Bifix codes and Sturmian words
We prove new results concerning the relation between bifix codes, episturmian words and subgroups offree groups. We study bifix codes in factorial sets of words. We generalize most properties of ordinary maximal bifix codes to bifix codes maximal in a recurrent set $F$ of words ($F$-maximal bifix codes). In the case of bifix codes contained in Sturmian sets of words, we obtain several new results. Let $F$ be a Sturmian set of words, defined as the set of factors of a strict episturmian word. Our results express the fact that an $F$-maximal bifix code of degree $d$ behaves just as the set of words of $F$ of length $d$. An $F$-maximal bifix code of degree $d$ in a Sturmian set of words on an alphabet with $k$ letters has $(k-1)d+1$ elements. This generalizes the fact that a Sturmian set contains $(k-1)d+1$ words of length $d$. Moreover, given an infinite word $x$, if there is a finite maximal bifix code $X$ of degree $d$ such that $x$ has at most $d$ factors of length $d$ in $X$, then $x$ is ultimately periodic. Our main result states that any $F$-maximal bifix code of degree $d$ on the alphabet $A$ is the basis of a subgroup of index $d$ of the free group on~$A$.
💡 Research Summary
The paper investigates the interplay between bifix codes, Sturmian (more precisely, strict episturmian) word sets, and subgroups of free groups. A bifix code is a set of words that is simultaneously prefix‑free and suffix‑free. Classical theory tells us that a maximal bifix code over an alphabet $A$ is a basis of a subgroup of the free group $A^{*}$ whose index equals the code’s degree $d$. The authors extend this framework to a more restrictive environment: a recurrent factorial set $F$ of words. They define an $F$‑maximal bifix code as a bifix code contained in $F$ that cannot be enlarged while staying inside $F$.

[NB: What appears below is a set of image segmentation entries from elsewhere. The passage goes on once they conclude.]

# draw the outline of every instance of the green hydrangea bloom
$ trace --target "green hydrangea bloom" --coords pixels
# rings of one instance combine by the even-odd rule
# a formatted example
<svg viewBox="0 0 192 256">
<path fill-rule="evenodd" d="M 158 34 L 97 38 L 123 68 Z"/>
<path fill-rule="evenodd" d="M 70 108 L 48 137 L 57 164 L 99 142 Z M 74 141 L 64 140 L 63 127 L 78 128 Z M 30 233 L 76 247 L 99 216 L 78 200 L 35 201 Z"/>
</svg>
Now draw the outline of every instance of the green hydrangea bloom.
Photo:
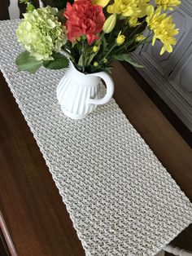
<svg viewBox="0 0 192 256">
<path fill-rule="evenodd" d="M 67 42 L 57 12 L 56 8 L 46 7 L 25 13 L 16 30 L 18 41 L 37 60 L 53 60 L 53 51 L 59 52 Z"/>
</svg>

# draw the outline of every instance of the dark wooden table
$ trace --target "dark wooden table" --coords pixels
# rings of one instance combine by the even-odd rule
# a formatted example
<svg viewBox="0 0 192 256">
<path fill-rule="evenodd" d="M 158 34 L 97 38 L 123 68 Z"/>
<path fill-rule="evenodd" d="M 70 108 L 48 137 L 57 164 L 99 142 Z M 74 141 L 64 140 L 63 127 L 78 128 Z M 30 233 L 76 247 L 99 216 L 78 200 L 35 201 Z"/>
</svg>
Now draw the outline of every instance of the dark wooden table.
<svg viewBox="0 0 192 256">
<path fill-rule="evenodd" d="M 191 148 L 121 64 L 116 64 L 113 78 L 118 104 L 192 201 Z M 12 255 L 85 255 L 42 155 L 2 75 L 0 210 L 1 228 Z M 191 234 L 190 227 L 175 243 L 192 249 Z"/>
</svg>

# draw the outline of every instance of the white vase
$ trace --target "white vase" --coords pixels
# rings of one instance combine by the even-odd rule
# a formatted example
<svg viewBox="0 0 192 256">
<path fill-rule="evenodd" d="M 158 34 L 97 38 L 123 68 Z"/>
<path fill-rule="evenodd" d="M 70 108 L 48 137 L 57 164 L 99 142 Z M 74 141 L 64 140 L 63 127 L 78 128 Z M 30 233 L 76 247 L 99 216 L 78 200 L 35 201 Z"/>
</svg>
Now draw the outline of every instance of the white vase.
<svg viewBox="0 0 192 256">
<path fill-rule="evenodd" d="M 100 99 L 100 82 L 106 83 L 107 93 Z M 105 72 L 84 74 L 72 62 L 57 87 L 57 98 L 62 112 L 73 119 L 82 119 L 98 105 L 110 100 L 114 92 L 112 78 Z"/>
</svg>

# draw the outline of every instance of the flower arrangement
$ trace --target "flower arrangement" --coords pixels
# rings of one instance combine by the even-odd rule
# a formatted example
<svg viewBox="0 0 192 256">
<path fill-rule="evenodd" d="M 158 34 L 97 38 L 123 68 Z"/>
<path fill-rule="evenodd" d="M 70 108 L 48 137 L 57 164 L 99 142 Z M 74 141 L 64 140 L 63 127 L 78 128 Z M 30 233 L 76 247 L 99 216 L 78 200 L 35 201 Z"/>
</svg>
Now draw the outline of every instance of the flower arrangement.
<svg viewBox="0 0 192 256">
<path fill-rule="evenodd" d="M 52 7 L 37 9 L 29 0 L 21 2 L 28 12 L 16 30 L 26 50 L 16 58 L 19 70 L 63 68 L 70 60 L 85 73 L 110 73 L 115 60 L 141 67 L 130 52 L 144 43 L 159 40 L 163 55 L 177 42 L 178 29 L 167 11 L 180 0 L 155 0 L 155 5 L 151 0 L 55 0 Z"/>
</svg>

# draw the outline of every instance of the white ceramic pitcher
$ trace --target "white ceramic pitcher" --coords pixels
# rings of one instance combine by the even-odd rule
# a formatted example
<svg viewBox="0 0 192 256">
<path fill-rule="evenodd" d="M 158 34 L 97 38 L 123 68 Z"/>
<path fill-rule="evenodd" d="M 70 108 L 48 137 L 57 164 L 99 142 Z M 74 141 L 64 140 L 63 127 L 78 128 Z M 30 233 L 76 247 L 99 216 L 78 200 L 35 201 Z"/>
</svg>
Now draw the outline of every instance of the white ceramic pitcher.
<svg viewBox="0 0 192 256">
<path fill-rule="evenodd" d="M 100 99 L 100 82 L 106 83 L 107 93 Z M 97 105 L 110 100 L 114 92 L 114 83 L 105 72 L 84 74 L 72 62 L 57 87 L 57 98 L 62 112 L 73 119 L 82 119 L 94 111 Z"/>
</svg>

The central object of study is the case where $F$ is a Sturmian set, i.e., the set of all factors of a strict episturmian infinite word. Sturmian sets are characterized by having exactly $(k-1)n+1$ distinct factors of length $n$ when the alphabet has $k$ letters. The authors prove that any $F$‑maximal bifix code $X$ of degree $d$ in such a set contains precisely $(k-1)d+1$ words. This mirrors the classical factor count and shows that $X$ behaves exactly like the set of all length‑$d$ factors of $F$.
A major contribution is the theorem that every $F$‑maximal bifix code of degree $d$ is a basis of a subgroup of index $d$ in the free group on $A$. The proof proceeds by constructing the Rauzy graph of $F$, interpreting the code as a set of cycles that generate the graph’s fundamental group, and then showing that the subgroup generated by $X$ has the required index. Consequently, the combinatorial maximality inside $F$ translates directly into a group‑theoretic maximality in $A^{*}$.
Beyond the structural results, the paper derives a dynamical consequence: if an infinite word $x$ admits a finite maximal bifix code $X$ of degree $d$ such that $x$ contains at most $d$ distinct factors of length $d$ belonging to $X$, then $x$ must be ultimately periodic. The argument uses the fact that the subgroup generated by $X$ has finite index; a word that meets only a bounded number of $X$‑factors cannot explore infinitely many cosets, forcing it into a periodic orbit.
The authors also discuss how many classical properties of ordinary maximal bifix codes survive in the $F$‑maximal setting: the closure under taking inverses, the correspondence with return words, and the relationship with the factor complexity of $F$. They provide several examples illustrating the theory, including explicit constructions for binary and ternary Sturmian sets.
In the concluding section, the paper points out several avenues for future work. One direction is to generalize the results to broader classes of recurrent sets, such as Arnoux–Rauzy sequences or more general episturmian families. Another is to develop algorithmic procedures for computing $F$‑maximal bifix codes and for testing the periodicity condition efficiently. The authors suggest that the bridge they built between combinatorics on words, symbolic dynamics, and free group theory could be exploited in coding theory, data compression, and the study of low‑complexity dynamical systems. Overall, the work offers a deep and unified perspective on how maximal bifix codes encode both combinatorial and algebraic information within Sturmian environments.